D. Die Entwicklung des Ökumenischer Rat der Kirchen am Beispiel der Vollversammlungen

Da die Vollversammlungen das oberste Gremium des Ökumenischer Rat der Kirchen sind, werden auf deren Tagungen die Weichen und Ziele der Arbeit festgelegt. Dadurch soll der Ökumenischer Rat der Kirchen Organ der Kirchen bleiben. Allerdings bereiten der Exekutivausschuß und die Bürokratie des Generalsekretariats und der Kommissionen die Vollversammlungen und andere Tagungen vor. In der Auswahl der Referenten, der Bedeutung der Arbeitsgruppen und des Materials, das die Delegierten vor den Vollversammlungen erhalten, hat die Leitung des Ökumenischer Rat der Kirchen viele Möglichkeiten, auch an einzelnen und mehreren der Mitgliedskirchen vorbeizumanipulieren. Dies führte besonders bei den Vertretern der >Orthodoxen Kirche in den letzten Jahren zu großer Verärgerung.

Fazit:

Daß sich der Ökumenischer Rat der Kirchen nicht von der westlich-liberalen Theologie distanzierte, trieb den Ökumenischer Rat der Kirchen zur Spaltung. Nach der Vollversammlung beschloß der "Heilige Synod", die oberste Kirchenbehörde der Russisch-Orthodoxen Kirche, die "aktive Beteiligung" an der laufenden Arbeit des Ökumenischer Rat der Kirchen auszusetzen. Da sich die Russisch-Orthodoxe Kirche auch durch die dem Ökumenischer Rat der Kirchen nahestehende Konferenz Europäischer Kirchen schlecht vertreten sieht, will sie eine eigene Vertretung bei der Europäischen Union in Brüssel einrichten. Die Griechisch-Orthodoxe Kirche und das Ökumenische Patriarchat in Konstantinopel handhaben es ebenso.
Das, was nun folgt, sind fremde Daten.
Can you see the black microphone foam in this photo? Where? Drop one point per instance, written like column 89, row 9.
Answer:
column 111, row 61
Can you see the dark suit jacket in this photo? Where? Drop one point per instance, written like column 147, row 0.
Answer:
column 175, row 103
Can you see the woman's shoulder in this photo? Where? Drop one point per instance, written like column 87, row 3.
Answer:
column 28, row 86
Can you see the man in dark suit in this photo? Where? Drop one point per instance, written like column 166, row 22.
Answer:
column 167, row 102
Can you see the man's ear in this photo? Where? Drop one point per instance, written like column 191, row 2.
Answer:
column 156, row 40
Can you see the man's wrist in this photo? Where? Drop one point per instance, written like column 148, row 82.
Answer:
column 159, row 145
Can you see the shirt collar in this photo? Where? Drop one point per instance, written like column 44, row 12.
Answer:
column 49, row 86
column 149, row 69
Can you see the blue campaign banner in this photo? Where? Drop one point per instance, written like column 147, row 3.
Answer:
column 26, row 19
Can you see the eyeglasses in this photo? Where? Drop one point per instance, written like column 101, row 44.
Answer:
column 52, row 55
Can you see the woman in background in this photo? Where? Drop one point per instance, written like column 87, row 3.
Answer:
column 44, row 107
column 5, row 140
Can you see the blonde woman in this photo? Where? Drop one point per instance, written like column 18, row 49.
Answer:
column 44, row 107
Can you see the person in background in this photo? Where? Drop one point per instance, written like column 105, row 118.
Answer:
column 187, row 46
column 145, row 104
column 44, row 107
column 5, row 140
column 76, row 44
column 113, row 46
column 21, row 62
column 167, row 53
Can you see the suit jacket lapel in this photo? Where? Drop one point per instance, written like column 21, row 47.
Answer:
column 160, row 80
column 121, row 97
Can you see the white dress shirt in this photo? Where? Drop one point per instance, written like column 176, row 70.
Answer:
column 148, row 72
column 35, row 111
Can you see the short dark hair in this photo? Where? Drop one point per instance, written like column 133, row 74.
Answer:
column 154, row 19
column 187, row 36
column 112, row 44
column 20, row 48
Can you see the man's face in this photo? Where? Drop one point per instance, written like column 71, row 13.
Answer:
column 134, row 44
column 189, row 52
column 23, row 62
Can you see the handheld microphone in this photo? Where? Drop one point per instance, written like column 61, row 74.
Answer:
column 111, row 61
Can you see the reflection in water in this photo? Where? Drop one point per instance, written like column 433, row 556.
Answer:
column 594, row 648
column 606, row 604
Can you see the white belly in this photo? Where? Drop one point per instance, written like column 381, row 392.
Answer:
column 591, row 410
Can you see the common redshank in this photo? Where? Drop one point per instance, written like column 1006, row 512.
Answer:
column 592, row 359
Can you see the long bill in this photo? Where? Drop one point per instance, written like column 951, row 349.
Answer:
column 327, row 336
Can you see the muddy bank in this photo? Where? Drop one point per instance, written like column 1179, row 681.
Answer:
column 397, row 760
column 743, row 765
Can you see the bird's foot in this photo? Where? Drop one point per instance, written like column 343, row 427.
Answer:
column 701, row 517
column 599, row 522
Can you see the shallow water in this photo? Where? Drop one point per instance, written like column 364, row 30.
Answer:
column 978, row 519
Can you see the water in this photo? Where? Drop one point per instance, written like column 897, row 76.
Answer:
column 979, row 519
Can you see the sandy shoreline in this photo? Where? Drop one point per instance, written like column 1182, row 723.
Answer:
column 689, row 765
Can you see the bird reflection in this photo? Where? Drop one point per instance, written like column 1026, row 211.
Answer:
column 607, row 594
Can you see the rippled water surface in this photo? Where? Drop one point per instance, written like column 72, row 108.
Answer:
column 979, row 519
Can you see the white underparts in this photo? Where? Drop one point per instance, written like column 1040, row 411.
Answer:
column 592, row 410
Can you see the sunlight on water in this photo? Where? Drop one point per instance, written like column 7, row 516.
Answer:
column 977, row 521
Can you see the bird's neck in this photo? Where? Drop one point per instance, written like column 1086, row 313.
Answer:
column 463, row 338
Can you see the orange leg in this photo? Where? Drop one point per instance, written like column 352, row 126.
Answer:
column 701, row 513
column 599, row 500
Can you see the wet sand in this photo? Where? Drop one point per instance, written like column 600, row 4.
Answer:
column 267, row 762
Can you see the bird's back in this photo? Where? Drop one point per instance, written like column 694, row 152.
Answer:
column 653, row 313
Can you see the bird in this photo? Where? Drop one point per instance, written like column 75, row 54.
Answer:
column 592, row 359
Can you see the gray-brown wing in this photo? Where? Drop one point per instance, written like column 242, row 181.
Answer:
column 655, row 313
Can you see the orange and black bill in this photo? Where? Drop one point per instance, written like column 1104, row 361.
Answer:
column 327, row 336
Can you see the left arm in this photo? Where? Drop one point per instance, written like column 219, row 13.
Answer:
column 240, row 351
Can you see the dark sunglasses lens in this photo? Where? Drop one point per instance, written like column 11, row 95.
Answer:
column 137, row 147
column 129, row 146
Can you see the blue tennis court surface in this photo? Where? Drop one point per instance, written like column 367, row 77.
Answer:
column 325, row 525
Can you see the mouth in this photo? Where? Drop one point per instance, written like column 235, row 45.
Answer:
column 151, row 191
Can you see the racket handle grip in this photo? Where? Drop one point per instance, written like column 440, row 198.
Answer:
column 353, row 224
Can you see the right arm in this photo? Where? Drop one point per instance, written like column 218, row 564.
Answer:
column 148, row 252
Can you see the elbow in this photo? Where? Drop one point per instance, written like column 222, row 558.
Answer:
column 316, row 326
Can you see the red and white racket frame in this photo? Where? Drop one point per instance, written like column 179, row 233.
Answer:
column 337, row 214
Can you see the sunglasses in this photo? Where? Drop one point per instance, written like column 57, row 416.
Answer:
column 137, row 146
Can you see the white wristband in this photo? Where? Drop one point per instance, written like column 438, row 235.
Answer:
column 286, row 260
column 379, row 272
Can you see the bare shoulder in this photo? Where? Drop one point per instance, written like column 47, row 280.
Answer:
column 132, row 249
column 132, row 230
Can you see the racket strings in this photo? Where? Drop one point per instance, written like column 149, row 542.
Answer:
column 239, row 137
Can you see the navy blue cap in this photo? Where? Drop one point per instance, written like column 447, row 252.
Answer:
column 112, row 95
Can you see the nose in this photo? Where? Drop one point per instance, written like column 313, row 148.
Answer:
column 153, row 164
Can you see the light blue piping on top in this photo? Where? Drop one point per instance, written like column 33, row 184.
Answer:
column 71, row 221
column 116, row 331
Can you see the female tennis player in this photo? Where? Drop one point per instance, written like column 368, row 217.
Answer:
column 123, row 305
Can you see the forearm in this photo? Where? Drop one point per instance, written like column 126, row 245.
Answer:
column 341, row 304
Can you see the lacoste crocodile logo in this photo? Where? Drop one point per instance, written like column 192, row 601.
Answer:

Obwohl der Ökumenische Rat der Kirchen zur Zeit noch rund 350 Mitgliedskirchen umfasst, geht seine kirchen- und weltpolitische, sowie seine theologische und moralische Bedeutung seit Jahren permanent zurück. Als Gesprächspartner mit Regierungen oder der Katholischen Kirche hat der Ökumenischer Rat der Kirchen seine Autorität weitgehend eingebüßt. Nach dem Untergang des kommunistischen Imperiums gibt es keine politische Macht, die über den Ökumenischer Rat der Kirchen ihre Außenpolitik in kirchliche und politische Kreise des Westens einführen will. Rom führt seine ökumenischen Gespräche unter weitgehender Umgehung des Ökumenischer Rat der Kirchen mit den konfessionellen Bünden. Sicher hofft der Papst, über die kleineren konfessionellen Gruppen seine Vorstellungen von christlicher Einheit eher durchsetzen zu können als im Gespräch mit dem mitgliederstarken Ökumenischer Rat der Kirchen.

Zu den heftigsten Kritikern des Ökumenischer Rat der Kirchen gilt der sich als biblische Alternative zum Weltkirchenrat verstehende >Internationale Rat Christlicher Kirchen (ICCC).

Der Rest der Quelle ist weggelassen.